6141 Durda

Discovery
- Discovered by: Spacewatch
- Discovery site: Kitt Peak National Obs.
- Discovery date: 26 December 1992

Designations
- Named after: Daniel D. Durda (astronomer, artist)
- Alternative designations: 1992 YC_{3} · 1983 AZ_{2} 1988 AJ · 1989 PL
- Minor planet category: Mars-crosser · Hungaria

Orbital characteristics
- Epoch 4 September 2017 (JD 2458000.5)
- Uncertainty parameter 0
- Observation arc: 34.05 yr (12,435 days)
- Aphelion: 2.0780 AU
- Perihelion: 1.5580 AU
- Semi-major axis: 1.8180 AU
- Eccentricity: 0.1430
- Orbital period (sidereal): 2.45 yr (895 days)
- Mean anomaly: 55.898°
- Mean motion: 0° 24^{m} 7.56^{s} / day
- Inclination: 16.454°
- Longitude of ascending node: 284.81°
- Argument of perihelion: 145.73°

Physical characteristics
- Dimensions: 3.20 km (calculated) 4 km (est. at 0.25)
- Synodic rotation period: 460±5 h
- Geometric albedo: 0.30 (assumed)
- Spectral type: E
- Absolute magnitude (H): 14.4

= 6141 Durda =

Mars-crossing asteroid

6141 Durda, provisional designation is a stony Hungaria asteroid, classified as slow rotator and Mars-crosser from the innermost region of the asteroid belt, approximately 3.2 kilometers in diameter. It was discovered on 26 December 1992, by Spacewatch at Kitt Peak National Observatory in Arizona, United States.

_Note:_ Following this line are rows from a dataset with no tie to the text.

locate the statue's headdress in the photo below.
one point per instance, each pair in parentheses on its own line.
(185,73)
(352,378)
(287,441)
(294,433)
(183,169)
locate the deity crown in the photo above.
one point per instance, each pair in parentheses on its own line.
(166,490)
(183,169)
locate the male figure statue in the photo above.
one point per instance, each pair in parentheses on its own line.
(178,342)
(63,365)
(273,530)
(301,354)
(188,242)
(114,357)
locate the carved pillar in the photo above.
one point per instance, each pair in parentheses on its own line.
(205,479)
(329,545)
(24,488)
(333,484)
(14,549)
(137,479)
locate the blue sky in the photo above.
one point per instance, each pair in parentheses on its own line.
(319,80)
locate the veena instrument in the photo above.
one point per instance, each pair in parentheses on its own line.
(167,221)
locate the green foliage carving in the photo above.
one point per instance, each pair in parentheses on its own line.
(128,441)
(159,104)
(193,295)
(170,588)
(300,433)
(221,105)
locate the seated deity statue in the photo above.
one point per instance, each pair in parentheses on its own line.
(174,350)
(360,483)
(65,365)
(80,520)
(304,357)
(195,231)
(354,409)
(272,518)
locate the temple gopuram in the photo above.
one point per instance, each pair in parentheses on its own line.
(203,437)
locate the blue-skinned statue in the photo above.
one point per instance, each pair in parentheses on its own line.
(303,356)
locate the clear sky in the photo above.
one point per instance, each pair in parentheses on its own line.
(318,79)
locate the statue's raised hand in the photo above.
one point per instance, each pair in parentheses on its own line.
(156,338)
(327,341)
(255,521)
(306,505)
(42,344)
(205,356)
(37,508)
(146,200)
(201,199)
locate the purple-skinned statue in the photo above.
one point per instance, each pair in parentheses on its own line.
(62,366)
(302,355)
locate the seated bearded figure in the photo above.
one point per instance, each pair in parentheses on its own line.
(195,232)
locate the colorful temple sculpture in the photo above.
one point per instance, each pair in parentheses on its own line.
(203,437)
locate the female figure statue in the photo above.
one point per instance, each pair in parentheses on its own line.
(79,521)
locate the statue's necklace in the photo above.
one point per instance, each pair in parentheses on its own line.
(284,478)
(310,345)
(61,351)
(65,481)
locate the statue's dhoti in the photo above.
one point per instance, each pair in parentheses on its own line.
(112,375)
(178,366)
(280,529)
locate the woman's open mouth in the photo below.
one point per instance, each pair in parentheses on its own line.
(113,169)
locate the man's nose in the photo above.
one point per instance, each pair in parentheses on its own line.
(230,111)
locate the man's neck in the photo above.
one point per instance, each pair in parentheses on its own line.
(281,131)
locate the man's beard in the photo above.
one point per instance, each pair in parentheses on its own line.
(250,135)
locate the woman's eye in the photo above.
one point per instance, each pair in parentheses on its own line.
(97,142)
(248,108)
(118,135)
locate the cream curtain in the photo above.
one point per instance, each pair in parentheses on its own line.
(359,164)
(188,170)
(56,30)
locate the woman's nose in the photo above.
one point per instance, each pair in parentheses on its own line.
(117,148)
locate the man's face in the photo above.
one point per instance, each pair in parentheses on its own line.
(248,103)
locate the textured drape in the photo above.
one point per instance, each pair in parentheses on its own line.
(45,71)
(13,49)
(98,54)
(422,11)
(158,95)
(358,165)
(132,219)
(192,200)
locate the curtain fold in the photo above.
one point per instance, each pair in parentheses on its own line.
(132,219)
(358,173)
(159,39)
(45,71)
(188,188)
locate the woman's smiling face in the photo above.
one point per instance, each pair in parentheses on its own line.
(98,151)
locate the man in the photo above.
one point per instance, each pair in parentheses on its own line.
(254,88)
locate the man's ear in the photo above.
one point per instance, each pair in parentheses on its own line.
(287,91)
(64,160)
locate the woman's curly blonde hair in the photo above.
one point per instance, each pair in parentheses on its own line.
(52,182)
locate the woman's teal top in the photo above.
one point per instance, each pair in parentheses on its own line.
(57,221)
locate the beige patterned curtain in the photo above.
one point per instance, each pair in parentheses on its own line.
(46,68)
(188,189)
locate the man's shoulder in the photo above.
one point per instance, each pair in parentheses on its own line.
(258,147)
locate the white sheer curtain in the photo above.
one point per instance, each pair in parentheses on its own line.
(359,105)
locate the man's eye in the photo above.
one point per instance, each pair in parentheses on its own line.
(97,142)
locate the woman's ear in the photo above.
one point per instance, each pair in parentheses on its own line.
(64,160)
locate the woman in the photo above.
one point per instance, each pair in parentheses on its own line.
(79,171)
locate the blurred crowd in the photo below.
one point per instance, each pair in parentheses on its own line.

== Classification and orbit ==

This Mars-crosser and presumed E-type asteroid is also member of the Hungaria family, which form the innermost dense concentration of asteroids in the Solar System. It orbits the Sun in the inner main-belt at a distance of 1.6–2.1 AU once every 2 years and 5 months (895 days). Its orbit has an eccentricity of 0.14 and an inclination of 16° with respect to the ecliptic. On 22 September 2154, it will pass 0.0088 AU from Mars. Durda was first identified as at Karl Schwarzschild Observatory in 1983, extending the body's observation arc by 9 years prior to its official discovery observation at Kitt Peak.

== Lightcurve ==

In October 2009, a rotational lightcurve was obtained from photometric observations by Brian Warner at the Palmer Divide Station in Colorado. Lightcurve analysis gave a rotation period of 460±5 hours with a brightness variation of 0.50 magnitude (U=2+). Durda belongs to the Top 100 slow rotators known to exists.

== Diameter ==

Based on a magnitude-to-diameter conversion, Durdas generic diameter is between 3 and 7 kilometer for an absolute magnitude of 14.4, and an assumed albedo in the range of 0.05 to 0.25. Since asteroids in the inner main-belt are typically of stony rather than carbonaceous composition, with albedos above 0.20, Durdas diameter can be estimate to measure around 4 kilometers, as the higher its albedo (reflectivity), the lower the body's diameter. The Collaborative Asteroid Lightcurve Link assumes an albedo of 0.30 – a compromise value between 0.4 and 0.2, corresponding to the Hungaria asteroids both as family and orbital group – and calculates a diameter of 3.20 kilometers.

== Naming ==

This minor planet was named in honor of American planetary scientist Daniel D. Durda, who has researched the generation, evolution, size distribution and fragmentation of minor planets, resulting in the formation of minor-planet moons. He was especially interested in (243) Ida I Dactyl when he was member of the Galileo mission team. Daniel Durda is also a pilot and an artist of astronomical paintings. In 2015, he was awarded the Carl Sagan Medal for "communicating the wonder of planetary science through visual artistry". The approved naming citation was published by the Minor Planet Center on 8 August 1998 (M.P.C. 32345).